VR, or virtual reality, has come to schools this fall.
Although the potential of teaching applications hasn’t yet been realized, thanks to low-budget headsets and platforms, more teachers are experimenting with VR.
The novelty factor is still high, so learning outcomes might be minimal. However, as more researchers and educators come together, classroom use will become more defined.
I expected the Starbucks move to replace plastic straws with “adult sippy cups” and sustainable straws to carry over into school cafeterias, but I haven’t seen that this fall.
Years ago, elementary grade students were huge drivers in the eco-move to “reduce, re-use, recycle.”
I wouldn’t be surprised if students at all levels of education begin to embrace the zero waste movement.
I’m interested to see if middle schoolers will be developing what’s called “soft skills” this fall.
There’s been a lot of chatter that digital natives – kids who have been raised in today’s tech-driven world – are growing up as mere computer geeks.
As a result, students today aren’t learning how to communicate with others, get along in a team situation or collaborate to solve a problem.
So will these and other so-called “soft skills” find their way into classrooms?
Management of mobile devices is a huge issues in schools this fall.
Some schools have banned smartphones, laptops and all personal technology, choosing instead to give students “tech breaks.”

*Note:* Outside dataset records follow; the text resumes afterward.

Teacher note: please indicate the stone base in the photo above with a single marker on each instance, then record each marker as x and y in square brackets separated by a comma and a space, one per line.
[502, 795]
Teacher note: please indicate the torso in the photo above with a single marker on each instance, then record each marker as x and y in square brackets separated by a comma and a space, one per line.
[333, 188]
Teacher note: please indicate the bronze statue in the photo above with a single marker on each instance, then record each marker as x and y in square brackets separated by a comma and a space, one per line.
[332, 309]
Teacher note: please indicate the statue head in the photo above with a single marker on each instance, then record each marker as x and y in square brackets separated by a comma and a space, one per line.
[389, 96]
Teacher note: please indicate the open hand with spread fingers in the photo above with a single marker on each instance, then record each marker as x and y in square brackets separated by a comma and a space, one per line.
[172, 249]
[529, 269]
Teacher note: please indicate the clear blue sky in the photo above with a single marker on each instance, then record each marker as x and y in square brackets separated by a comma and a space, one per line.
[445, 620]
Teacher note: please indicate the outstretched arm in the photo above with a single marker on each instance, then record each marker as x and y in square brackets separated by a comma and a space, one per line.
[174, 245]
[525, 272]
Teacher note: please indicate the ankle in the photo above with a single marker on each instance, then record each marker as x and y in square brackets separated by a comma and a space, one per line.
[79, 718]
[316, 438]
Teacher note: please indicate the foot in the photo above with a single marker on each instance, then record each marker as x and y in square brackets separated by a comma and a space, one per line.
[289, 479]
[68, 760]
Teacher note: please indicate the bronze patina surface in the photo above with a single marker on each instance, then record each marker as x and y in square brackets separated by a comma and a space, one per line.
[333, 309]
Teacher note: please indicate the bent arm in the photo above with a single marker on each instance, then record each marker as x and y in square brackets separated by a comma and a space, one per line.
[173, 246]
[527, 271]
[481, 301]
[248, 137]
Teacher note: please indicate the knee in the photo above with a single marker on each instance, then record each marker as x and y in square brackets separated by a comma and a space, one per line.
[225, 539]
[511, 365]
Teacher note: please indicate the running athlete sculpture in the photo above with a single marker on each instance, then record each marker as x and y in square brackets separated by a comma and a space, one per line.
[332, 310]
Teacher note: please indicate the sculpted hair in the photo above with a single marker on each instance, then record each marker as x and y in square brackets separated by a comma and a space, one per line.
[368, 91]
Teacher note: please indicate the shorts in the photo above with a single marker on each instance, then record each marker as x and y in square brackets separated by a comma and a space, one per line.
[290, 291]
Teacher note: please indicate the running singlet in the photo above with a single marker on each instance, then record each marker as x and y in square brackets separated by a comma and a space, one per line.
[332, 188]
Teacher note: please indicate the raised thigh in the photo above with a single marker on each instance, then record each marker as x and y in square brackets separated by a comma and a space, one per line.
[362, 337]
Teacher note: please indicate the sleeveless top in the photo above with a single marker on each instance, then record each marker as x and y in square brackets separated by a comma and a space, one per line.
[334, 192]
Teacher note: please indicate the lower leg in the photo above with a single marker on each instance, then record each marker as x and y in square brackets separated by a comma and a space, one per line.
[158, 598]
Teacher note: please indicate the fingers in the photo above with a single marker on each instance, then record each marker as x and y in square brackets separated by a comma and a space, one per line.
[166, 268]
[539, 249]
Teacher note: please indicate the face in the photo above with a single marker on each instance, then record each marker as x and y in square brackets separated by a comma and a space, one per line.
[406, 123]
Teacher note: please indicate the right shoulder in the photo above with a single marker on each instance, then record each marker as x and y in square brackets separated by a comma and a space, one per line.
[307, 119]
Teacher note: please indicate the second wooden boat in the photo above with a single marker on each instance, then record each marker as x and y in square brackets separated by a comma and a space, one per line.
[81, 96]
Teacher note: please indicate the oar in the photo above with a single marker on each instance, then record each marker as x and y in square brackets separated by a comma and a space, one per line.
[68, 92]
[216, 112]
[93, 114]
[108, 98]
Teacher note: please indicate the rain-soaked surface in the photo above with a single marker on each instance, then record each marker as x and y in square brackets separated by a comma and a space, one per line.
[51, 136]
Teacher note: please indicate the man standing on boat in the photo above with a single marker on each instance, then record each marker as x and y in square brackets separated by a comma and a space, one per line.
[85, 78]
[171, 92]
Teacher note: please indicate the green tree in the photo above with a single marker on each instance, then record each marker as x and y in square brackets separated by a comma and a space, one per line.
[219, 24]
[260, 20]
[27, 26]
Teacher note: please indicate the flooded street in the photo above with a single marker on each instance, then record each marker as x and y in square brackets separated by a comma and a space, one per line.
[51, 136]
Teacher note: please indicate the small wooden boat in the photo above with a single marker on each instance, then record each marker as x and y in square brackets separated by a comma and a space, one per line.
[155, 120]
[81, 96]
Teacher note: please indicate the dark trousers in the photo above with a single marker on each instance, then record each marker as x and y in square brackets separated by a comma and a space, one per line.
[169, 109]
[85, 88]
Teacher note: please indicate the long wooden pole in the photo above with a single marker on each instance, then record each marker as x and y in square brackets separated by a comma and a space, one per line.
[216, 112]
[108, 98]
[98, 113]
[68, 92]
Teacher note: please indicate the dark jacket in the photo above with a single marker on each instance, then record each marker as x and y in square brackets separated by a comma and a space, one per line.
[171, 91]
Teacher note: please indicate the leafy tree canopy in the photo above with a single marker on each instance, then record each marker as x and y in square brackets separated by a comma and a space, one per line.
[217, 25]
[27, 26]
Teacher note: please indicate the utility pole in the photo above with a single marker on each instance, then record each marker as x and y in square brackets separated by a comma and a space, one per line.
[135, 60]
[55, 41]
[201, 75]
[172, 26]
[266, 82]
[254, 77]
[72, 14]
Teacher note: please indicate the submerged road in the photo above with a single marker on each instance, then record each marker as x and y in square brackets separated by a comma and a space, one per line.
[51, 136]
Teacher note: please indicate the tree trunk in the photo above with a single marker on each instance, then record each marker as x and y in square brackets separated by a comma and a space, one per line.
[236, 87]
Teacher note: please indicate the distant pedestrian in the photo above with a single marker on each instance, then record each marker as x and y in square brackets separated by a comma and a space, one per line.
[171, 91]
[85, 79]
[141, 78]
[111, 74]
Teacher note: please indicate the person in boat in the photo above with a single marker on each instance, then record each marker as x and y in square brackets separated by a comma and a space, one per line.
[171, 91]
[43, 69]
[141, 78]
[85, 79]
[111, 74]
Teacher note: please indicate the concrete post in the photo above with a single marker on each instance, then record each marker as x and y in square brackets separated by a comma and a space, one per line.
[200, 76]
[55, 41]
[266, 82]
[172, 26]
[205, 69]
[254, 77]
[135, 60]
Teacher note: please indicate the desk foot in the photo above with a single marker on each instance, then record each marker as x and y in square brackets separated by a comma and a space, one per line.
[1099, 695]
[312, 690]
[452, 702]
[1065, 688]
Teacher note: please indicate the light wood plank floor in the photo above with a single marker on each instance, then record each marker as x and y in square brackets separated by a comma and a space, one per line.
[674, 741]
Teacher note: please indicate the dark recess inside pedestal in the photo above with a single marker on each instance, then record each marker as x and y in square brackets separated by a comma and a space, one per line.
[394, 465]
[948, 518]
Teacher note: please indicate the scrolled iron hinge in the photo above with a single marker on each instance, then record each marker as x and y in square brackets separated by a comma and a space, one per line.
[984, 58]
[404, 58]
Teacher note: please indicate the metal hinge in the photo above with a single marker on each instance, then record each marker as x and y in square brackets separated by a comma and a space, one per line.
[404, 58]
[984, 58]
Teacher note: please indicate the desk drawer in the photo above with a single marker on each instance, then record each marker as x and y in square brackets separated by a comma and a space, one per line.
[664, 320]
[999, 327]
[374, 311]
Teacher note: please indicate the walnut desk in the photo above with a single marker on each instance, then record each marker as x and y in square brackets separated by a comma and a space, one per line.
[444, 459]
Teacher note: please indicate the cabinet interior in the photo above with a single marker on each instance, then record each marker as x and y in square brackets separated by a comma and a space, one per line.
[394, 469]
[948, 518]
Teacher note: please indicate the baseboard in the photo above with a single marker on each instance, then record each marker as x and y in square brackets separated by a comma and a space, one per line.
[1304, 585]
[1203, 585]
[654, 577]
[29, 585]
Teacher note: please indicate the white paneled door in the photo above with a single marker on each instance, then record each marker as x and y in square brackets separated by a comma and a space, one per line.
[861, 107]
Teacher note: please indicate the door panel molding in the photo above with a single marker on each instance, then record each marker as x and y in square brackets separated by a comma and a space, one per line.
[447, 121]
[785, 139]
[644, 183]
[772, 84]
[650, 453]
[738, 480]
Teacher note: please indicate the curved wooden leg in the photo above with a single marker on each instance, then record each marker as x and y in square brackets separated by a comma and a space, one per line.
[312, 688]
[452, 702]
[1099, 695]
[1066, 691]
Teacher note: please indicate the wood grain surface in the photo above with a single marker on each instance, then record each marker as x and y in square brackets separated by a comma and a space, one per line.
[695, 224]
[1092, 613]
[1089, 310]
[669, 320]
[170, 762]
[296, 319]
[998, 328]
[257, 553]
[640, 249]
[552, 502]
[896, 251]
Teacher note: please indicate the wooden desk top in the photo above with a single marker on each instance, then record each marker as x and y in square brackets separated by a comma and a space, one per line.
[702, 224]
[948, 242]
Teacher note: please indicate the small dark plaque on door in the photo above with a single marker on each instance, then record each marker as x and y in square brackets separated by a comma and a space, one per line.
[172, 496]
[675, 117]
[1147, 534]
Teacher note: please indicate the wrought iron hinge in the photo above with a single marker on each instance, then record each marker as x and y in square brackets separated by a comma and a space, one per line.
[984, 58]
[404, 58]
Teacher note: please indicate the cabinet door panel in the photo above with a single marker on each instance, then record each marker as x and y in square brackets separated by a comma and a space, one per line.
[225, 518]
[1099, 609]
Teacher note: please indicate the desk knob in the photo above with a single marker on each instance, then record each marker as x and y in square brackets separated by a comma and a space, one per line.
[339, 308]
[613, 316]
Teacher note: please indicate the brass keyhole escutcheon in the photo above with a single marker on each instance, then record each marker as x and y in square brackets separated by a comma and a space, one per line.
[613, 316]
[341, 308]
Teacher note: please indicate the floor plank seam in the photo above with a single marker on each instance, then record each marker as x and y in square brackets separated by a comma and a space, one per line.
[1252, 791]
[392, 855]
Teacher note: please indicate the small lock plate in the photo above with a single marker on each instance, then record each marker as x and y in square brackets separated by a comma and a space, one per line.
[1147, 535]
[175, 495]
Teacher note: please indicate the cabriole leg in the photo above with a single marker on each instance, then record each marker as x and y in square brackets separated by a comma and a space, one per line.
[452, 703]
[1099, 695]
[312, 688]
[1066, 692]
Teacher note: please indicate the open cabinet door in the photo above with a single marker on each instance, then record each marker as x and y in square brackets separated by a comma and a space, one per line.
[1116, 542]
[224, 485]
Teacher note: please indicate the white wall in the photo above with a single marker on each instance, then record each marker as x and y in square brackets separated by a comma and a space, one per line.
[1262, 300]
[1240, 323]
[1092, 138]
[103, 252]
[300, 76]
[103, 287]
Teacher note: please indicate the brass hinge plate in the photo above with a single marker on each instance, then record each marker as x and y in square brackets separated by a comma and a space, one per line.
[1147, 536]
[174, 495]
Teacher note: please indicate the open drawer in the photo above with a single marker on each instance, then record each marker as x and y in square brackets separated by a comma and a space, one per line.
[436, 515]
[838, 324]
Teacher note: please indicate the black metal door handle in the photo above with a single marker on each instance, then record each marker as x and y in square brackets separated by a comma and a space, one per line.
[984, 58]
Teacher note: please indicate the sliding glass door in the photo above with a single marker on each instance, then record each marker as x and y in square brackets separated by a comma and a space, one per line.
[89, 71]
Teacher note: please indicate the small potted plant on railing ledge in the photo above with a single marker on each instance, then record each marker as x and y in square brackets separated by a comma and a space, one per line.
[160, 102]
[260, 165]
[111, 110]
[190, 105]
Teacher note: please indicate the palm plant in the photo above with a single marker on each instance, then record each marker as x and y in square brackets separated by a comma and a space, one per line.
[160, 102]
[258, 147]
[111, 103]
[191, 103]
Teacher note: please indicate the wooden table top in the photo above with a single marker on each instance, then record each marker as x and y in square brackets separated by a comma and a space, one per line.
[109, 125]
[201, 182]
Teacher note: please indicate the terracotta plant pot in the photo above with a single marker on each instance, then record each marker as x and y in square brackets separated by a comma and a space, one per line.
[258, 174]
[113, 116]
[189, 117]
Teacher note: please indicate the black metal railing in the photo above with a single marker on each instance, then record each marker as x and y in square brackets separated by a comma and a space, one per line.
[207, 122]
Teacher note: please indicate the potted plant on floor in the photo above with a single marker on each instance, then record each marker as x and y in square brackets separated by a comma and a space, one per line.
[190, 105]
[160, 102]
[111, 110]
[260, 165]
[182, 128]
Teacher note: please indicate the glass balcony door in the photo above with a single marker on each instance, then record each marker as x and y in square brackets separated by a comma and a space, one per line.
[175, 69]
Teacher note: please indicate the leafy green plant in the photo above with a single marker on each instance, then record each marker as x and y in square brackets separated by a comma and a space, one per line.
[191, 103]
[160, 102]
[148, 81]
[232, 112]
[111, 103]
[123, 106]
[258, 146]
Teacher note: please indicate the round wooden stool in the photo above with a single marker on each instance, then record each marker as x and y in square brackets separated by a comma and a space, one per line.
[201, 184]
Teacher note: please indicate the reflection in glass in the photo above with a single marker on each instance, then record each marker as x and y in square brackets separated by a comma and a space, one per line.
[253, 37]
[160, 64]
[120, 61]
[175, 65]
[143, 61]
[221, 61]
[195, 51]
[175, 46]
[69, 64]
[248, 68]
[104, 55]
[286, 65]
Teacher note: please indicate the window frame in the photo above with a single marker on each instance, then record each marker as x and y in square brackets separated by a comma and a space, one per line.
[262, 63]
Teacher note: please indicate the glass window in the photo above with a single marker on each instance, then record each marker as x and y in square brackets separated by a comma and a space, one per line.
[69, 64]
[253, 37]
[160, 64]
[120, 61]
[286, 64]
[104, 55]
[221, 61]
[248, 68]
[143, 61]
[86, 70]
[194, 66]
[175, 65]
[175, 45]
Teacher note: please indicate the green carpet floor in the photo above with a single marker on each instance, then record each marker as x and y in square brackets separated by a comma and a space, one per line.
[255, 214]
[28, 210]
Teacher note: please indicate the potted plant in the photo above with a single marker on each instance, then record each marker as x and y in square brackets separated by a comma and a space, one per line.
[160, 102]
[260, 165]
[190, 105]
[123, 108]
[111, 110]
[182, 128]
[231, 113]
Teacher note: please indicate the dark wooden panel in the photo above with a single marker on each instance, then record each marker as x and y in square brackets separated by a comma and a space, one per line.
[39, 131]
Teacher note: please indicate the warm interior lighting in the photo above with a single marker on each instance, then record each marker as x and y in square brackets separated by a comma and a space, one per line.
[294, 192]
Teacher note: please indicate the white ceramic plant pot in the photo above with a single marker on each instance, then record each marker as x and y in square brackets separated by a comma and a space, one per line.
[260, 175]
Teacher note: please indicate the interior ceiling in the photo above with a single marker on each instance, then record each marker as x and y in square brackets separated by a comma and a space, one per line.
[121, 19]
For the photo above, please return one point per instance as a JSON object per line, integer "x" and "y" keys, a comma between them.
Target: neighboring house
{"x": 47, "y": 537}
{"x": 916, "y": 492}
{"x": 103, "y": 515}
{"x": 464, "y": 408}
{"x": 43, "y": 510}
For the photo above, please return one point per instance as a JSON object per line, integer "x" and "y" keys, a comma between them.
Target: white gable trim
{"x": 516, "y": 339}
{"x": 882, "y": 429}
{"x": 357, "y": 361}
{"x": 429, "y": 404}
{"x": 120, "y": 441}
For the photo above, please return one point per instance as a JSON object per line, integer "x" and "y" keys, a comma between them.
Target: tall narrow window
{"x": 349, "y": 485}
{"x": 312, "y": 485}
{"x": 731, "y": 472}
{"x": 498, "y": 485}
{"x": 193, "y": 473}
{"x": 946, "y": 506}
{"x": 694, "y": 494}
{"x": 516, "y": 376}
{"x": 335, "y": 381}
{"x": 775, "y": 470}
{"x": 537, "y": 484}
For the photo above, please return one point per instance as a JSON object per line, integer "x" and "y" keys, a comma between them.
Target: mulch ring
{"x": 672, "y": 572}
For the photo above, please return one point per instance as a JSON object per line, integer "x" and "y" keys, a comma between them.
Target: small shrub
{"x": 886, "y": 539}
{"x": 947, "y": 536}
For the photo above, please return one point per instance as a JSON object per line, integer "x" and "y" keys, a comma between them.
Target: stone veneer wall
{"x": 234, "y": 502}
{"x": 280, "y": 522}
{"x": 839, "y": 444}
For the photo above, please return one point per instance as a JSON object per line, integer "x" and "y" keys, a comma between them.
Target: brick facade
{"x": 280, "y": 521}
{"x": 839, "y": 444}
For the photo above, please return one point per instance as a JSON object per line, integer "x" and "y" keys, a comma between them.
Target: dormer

Other teachers are using a system which shuts down smartphones. Compliance is digitally tracked by the teacher and punished with grade deductions.
This attention to curbing device usage has roots in research: data shows that multitasking is a myth. When our brain focuses on one thing, it shuts down something else. This rapid attention-switching can result in lower grades, which is the reason educators are rethinking their previous, lenient approach to digital devices.
Nickelodeon’s 15th annual Worldwide Day of Play is scheduled for Saturday, September 29.
As usual, the kidcaster will suspend programming from noon to 3 pm (EST) to encourage health and wellness through play.
Around the world, transparent drinks have become the newest “must have” beverage.
As I write this, Starbucks hasn’t started to offer clear coffee, but coffee-stained teeth might become a problem of the past if this trend catches on.
Overseas, Coke has launched a transparent variety, minus the caramel which colors the drink.
I can’t help but wonder how soon kids will be packing school lunches with drinks that are as clear as day.
“Authentic” and “real” have driven marketers trying to reach millennial parents, but change is coming.
The word “fake” might attract the next generation of parents.
Fake meat, which uses plant alternatives that look and taste like meat, is growing in popularity among young adults.
Will new moms and dads serve children vegan burgers that sizzle (like meat) on the grill? Serve sushi made from tomatoes?
When preschooler’s play food assortments offer “plant-based alternatives,” we’ll know the shift is real.